Oct 11, 2023 - Health

The U.S. mental health crisis is taking an uneven toll

Illustration of a person sitting hunched over on top of a large 3d "not equal" sign.

Illustration: Gabriella Turrisi/Axios

A trio of new studies paints a grim picture of how overdose deaths, depression and barriers to care are weighing heaviest on disadvantaged and minority groups — and are aligning to widen health disparities as the U.S. emerges from the pandemic.

Why it matters: While behavioral health issues seep into nearly every corner of American life, many experts say interventions have to be built around "precision psychology" that factors social determinants and can predict which subgroups benefit the most.

  • A one-size-fits-all approach could widen gaps in length and quality of life, the experts caution.

The studies reveal just how much the behavioral health crisis is leaving deep faults along racial, educational and generational lines:

Overdose deaths

What they found: Educational attainment was a huge factor in who might die from an overdose from 2000 to 2021, with differences becoming especially stark during the pandemic, a study published last week in JAMA Health Forum found.

  • From 2019 to 2021, the overdose death rate for people who didn't attend college at all increased by 30.6 per 100,000 people, the study found. In contrast, the death rate for people with at least some college increased by only 4.5 per 100,000.
  • In 2021, people without any college experience had overdose death rates nine times higher than people with bachelor's degrees.
  • Researchers noted that as the opioid crisis has transitioned to fentanyl and polysubstance use, overdose deaths have become more prevalent in groups with lower socioeconomic status, potentially widening disparities in life expectancy.
  • "The opioid crisis has increasingly become a crisis disproportionately impacting those without any college education," the study concludes.

Teens with depression

What they found: In 2021, 1 in 5 adolescents had major depressive disorder, but less than half who needed treatment received any, per a study published this week in JAMA Pediatrics.

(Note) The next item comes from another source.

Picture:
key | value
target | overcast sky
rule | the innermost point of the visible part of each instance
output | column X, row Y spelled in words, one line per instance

  • Teenagers of color — particularly Latinos — had the lowest treatment rates.
  • Some of this may be due to the shrinking availability of Spanish-language mental health services while the U.S. Latino population continues to grow.
  • "It is critical to address major depression among adolescents due to the association with suicide, life expectancy, and educational and work achievement and its link to substance use and chronic physical health conditions," the study's authors write.

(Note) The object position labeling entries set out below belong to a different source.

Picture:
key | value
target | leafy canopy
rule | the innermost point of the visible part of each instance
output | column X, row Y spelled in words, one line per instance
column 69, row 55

Adult depression and mortality

What they found: Adults with depression — particularly moderate or severe cases — are at higher risk of dying from cardiovascular disease, ischemic heart disease and other causes, according to a new study in JAMA Network Open.

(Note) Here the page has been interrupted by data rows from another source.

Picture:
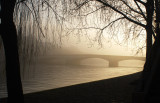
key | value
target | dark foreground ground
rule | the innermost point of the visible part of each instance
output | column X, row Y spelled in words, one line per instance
column 114, row 90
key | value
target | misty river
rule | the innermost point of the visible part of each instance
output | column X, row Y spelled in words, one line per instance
column 49, row 75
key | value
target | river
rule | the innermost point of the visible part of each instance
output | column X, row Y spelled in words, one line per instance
column 48, row 76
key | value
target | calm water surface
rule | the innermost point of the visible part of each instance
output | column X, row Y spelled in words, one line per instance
column 48, row 76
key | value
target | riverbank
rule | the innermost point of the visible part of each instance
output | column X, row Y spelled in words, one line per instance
column 114, row 90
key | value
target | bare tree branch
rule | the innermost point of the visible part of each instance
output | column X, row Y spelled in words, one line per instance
column 116, row 10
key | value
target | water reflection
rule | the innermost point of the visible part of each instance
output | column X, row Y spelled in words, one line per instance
column 95, row 62
column 49, row 76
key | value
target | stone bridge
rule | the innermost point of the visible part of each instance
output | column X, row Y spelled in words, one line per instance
column 112, row 59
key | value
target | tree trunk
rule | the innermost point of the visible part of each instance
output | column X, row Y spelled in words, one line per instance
column 9, row 37
column 149, row 33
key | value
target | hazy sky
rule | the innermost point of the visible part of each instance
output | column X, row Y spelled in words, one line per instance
column 108, row 48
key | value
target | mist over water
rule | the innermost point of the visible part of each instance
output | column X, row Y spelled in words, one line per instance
column 52, row 72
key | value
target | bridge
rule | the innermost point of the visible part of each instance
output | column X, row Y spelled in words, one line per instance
column 77, row 58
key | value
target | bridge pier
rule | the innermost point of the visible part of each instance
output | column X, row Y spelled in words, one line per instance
column 113, row 63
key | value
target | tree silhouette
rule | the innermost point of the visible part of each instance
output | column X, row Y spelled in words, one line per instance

  • Lifestyle and biological factors may contribute to the link between depression and mortality, but so do social factors "such as poverty, housing instability, lower educational attainment, lower income, and lack of health insurance," the authors write.
  • In 2020, some 21 million U.S. adults (8.4%) had at least one major depressive episode. Researchers noted the onset of cardiovascular disease occurs an average of 7.5 years earlier in adults with mood disorders.

The bottom line: Addressing the root causes of the mental and behavioral health crises will require taking into account a wide array of socioeconomic and health factors, and in many cases will mean tackling much broader societal inequities.